Concrete initial v3 API change proposal

mgravell commented 11 months ago

Dapper has grown organically over time, and not all decisions were good ones. We have worked hard to try to avoid runtime or compile-time breaks, but this means we have been constrained by those poor decisions.

I would like to get to work on shipping a V2->V3 transition that fixes this, and get some breaks over and done with. As discussed here, some feature work may be shunted to the AOT project, but we need the right API for things to be effective.

What are we trying to solve?

The key problems in the API in V2 are:

the signed/unsigned split is a nuisance - there should be one and only one Dapper if we can achieve that without breaking folks
starting from the interfaces (IDbConnection etc) rather than the concrete base types (DbConnection) was a mistake
CommandDefinition was well intentioned, but again: a mistake - we should expose cancellation via a standard CancellationToken parameter
the shared API between buffered and unbuffered data is suboptimal (at best)
we should add support for DbDataSource as a root primitive

Contraints on changes:

where possible, we should avoid runtime breaks, and minimize compile-time breaks

Planned implementation

The first big change is: strong name the library and retire Dapper.StrongName; bad call.

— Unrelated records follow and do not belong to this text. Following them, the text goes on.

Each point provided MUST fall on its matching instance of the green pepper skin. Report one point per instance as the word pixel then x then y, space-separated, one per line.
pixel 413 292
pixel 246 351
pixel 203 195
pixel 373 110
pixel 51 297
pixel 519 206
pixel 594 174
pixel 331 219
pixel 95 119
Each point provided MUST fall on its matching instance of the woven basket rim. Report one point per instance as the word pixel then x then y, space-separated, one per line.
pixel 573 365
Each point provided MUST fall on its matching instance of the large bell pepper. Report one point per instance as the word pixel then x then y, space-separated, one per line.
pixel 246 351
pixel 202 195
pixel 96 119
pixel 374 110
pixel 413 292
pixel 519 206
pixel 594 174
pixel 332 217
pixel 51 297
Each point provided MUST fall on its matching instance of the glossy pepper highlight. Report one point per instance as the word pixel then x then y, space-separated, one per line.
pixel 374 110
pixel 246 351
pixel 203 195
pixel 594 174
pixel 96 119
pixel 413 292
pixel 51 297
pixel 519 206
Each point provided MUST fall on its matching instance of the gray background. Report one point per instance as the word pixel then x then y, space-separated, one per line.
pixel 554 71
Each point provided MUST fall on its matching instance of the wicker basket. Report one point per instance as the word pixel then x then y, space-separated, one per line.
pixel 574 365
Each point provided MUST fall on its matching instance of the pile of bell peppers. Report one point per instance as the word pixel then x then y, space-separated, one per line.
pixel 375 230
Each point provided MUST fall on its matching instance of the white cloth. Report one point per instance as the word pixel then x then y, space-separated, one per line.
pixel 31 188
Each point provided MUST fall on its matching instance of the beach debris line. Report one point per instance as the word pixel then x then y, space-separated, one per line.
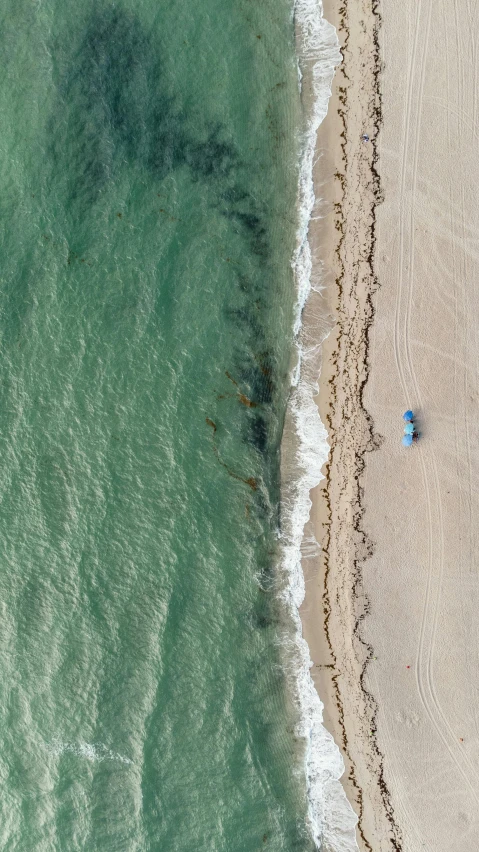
pixel 410 432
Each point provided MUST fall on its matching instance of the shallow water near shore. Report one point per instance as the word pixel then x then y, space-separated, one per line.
pixel 149 171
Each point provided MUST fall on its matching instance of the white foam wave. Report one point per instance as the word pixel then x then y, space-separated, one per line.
pixel 332 818
pixel 90 751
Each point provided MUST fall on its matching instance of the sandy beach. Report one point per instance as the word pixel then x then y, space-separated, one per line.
pixel 390 609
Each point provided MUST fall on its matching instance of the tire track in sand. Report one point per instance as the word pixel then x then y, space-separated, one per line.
pixel 425 685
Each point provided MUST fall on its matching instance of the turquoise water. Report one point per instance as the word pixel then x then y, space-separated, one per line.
pixel 148 164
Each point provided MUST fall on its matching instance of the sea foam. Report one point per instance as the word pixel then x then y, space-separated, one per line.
pixel 332 818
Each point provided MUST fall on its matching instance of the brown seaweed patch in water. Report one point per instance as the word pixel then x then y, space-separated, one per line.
pixel 251 481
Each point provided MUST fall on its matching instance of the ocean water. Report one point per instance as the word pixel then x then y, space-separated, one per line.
pixel 150 156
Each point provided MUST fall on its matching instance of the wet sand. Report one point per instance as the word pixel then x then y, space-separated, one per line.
pixel 390 608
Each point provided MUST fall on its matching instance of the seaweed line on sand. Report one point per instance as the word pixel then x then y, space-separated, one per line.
pixel 370 441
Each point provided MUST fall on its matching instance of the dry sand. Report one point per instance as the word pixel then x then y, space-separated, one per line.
pixel 391 613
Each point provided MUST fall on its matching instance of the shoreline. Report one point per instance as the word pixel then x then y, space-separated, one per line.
pixel 390 608
pixel 347 190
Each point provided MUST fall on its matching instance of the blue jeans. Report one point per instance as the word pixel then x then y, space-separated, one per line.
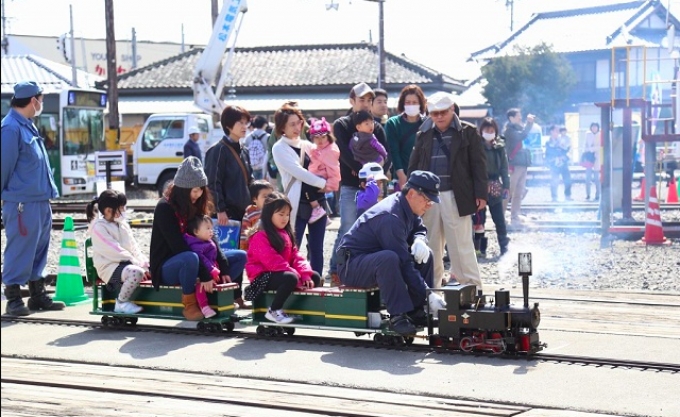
pixel 237 261
pixel 181 269
pixel 317 231
pixel 348 215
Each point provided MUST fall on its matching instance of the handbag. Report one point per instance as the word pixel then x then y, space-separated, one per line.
pixel 495 188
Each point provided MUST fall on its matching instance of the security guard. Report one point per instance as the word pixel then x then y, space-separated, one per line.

My proposal for the code, effectively, is to retire the existing API but leave it in place (so: no missing methods) by removing the this modifier (so they no longer resolve as extension methods), and create a new set of extension methods - probably on a new static class that expose the preferred API, meaning: the shape we want, and the most generalized version only (no hive of forwarded methods with increasing numbers of parameters reflecting our incremental understanding of the required API). Code that is already compiled will continue unchanged using the old methods (the missing this is irrelevant and doesn't break the API). When code is recompiled, it'll resolve to the new methods.

For example:

  public static class SqlMapper {
-     public static IEnumerable<T> Query<T>(this IDbConnection conection, string sql, object? parameters = null, bool buffered = true, ...);
+     public static IEnumerable<T> Query<T>(IDbConnection conection, string sql, object? parameters = null, bool buffered = true, ...);
  }
+  public static class DbConnectionExtensions {
+    public static List<T> Query<T>(DbConnection conection, string sql, object? parameters = null, ...);
+    public static IEnumerable<T> QueryUnbuffered<T>(DbConnection conection, string sql, object? parameters = null, ...);
+    [Obsolete("This call to AsList is no longer required")] // highlight redundant Query<T>(...).AsList() usage as a warning
+    public static List<T> AsList<T>(this List<T> source) => source;
+ }

Key changes:

root type changes from IDbConnection to DbConnection
buffered is now explicit on the method signature rather than a parameter (see the existing QueryUnbufferedAsync)
async methods will gain CancellationToken parameters

However:

all code will continue to run without recompile (ignoring the signed/unsigned fun)
most code will require zero changes to compile (unless they are explicitly specifying buffered, in which case either a: remove buffered: false, or b: switch to QueryUnbuffered)
the change to return List<T> in the default buffered case makes reality explicit; in theory this could change how calling code operates, but this is considered to be a positive thing - for example, foreach will be more efficient if it knows it is starting from List<T> due to duck-typing

We'll need to list out the full proposal set, but before we get too far: I want to gather feedback on the overall shape of this suggestion.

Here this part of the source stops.